Figure 1a, b illustrates this set-up for a simple case n TF = n G  = 2, assuming that the two copies of the TF emerged through an initial gene duplication event and are fixed in the population. The original TF regulates two downstream genes by binding to their binding sites. It is sensitive to both external signals, which can be present with a varying degree of correlation (Fig. 1a). After duplication, three types of mutation can occur, as shown in Fig. 1c: point mutations in the binding sites (rate μ), mutations in the TF coding sequence that change TF’s preferred (consensus) specificity (rate r TF μ) and mutations in the two signal-sensing alleles (rate r S μ), which can give each TF specificity to both signals, to one of them, or to neither. An example in Fig. 1d shows the state of the system after several mutations have affected the degree of (mis)match between the TFs and the binding sites, k ij ; an especially important quantity that tracks the overall divergence of the TF specificity is denoted as M, the match between the two TF consensus sequences.

To complete the evolutionary model, a fitness function is required. We assume selection for the genes to acquire distinct expression patterns in response to external signals, and thus define this fully specialized state as having the highest fitness in our model. Specifically, we penalize the deviations in actual gene expression, p jm , from the ideal expression levels, $$p_{jm}^*$$:

$$F = - s \displaystyle {\sum_j} {\sum_m} \alpha_m \beta_{jm} {\left( p_{jm} - p_{jm}^{*} \right)}^2 ,$$
(2)

where the ideal expression level $$p_{jm}^*$$ is 1 (fully induced) for the first gene if signal 1 is present and the expression is 0 (not induced) otherwise, and similarly for the second gene; β jm can be used to vary the relative weight of different errors (e.g. of a gene being uninduced when it should be induced and vice versa, see Supplementary Note 3), and s is the selection intensity. Importantly, selection does not directly depend on the TFs, but only on the expression state of the genes they regulate; genes, however, can only be expressed when TFs bind to proper binding sites, implicitly selecting on TFs. For this reason it is also very easy to generalize our model to regulation by repressor TFs, a case we explore in Supplementary Note 2.

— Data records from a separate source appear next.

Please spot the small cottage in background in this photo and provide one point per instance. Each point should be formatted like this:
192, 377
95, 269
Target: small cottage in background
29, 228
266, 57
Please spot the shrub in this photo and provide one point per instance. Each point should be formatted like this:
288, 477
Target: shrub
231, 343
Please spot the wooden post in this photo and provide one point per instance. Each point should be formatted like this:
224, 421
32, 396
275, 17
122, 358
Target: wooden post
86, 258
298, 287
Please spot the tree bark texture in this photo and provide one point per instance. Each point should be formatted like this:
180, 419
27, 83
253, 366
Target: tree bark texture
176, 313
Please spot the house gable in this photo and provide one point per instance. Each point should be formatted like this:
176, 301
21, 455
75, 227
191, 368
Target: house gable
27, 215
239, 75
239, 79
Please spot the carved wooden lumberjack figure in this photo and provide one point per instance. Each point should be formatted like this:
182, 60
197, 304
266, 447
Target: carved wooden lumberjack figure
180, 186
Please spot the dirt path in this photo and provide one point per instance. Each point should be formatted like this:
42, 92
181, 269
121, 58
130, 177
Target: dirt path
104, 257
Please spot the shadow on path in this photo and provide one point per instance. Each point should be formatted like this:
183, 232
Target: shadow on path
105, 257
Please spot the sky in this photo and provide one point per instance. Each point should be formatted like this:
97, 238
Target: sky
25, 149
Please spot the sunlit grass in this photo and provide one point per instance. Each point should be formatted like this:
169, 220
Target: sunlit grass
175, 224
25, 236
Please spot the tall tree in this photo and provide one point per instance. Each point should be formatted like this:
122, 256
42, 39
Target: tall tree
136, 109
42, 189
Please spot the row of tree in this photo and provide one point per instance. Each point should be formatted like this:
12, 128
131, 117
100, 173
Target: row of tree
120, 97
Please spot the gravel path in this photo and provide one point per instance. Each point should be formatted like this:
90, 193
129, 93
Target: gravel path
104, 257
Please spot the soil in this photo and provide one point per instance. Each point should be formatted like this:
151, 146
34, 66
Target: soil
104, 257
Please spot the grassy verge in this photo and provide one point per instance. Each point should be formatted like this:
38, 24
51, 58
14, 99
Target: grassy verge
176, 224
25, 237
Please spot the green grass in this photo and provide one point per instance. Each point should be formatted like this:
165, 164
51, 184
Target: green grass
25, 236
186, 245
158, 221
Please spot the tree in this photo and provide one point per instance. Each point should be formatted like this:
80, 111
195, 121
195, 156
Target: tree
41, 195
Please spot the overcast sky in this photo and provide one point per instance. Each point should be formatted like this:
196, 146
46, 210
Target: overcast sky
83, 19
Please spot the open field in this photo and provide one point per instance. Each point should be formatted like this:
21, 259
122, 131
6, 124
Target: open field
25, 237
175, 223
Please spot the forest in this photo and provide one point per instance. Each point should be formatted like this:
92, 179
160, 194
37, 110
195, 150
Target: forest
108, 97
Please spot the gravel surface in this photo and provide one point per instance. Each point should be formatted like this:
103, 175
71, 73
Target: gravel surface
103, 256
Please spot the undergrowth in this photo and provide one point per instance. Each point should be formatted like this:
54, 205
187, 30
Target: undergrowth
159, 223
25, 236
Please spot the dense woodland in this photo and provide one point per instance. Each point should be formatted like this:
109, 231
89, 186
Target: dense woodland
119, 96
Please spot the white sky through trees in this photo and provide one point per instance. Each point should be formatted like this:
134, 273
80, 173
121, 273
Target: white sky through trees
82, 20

We consider mutation rates to be low enough that a beneficial mutation fixes before another beneficial mutation arises51, allowing us to assume that the population is almost always fixed. The probability that the population occupies a particular genotypic state, $$P({\cal D},t)$$, evolves according to a continuous-time discrete-space Markov chain that specifies the rate of transition between any two genotypes. The transition rates are a product between the mutation rates between different states and the fixation probability that depends on the fitness advantage a mutant has over the ancestral genotypes43, 52. The size of genotype space is high-dimensional but still tractable, because our model only requires us to keep track of mismatches and not full sequences, i.e., to write out the dynamical equations for the reduced-genotypes, $${\cal G} = \left\{ {M,{k_{ij}},{\sigma _i}} \right\}$$. Standard Markov chain techniques can then be used to compute the evolutionary steady state, first hitting times to reach specific evolutionary outcomes, or to perform stochastic simulations (Supplementary Methods).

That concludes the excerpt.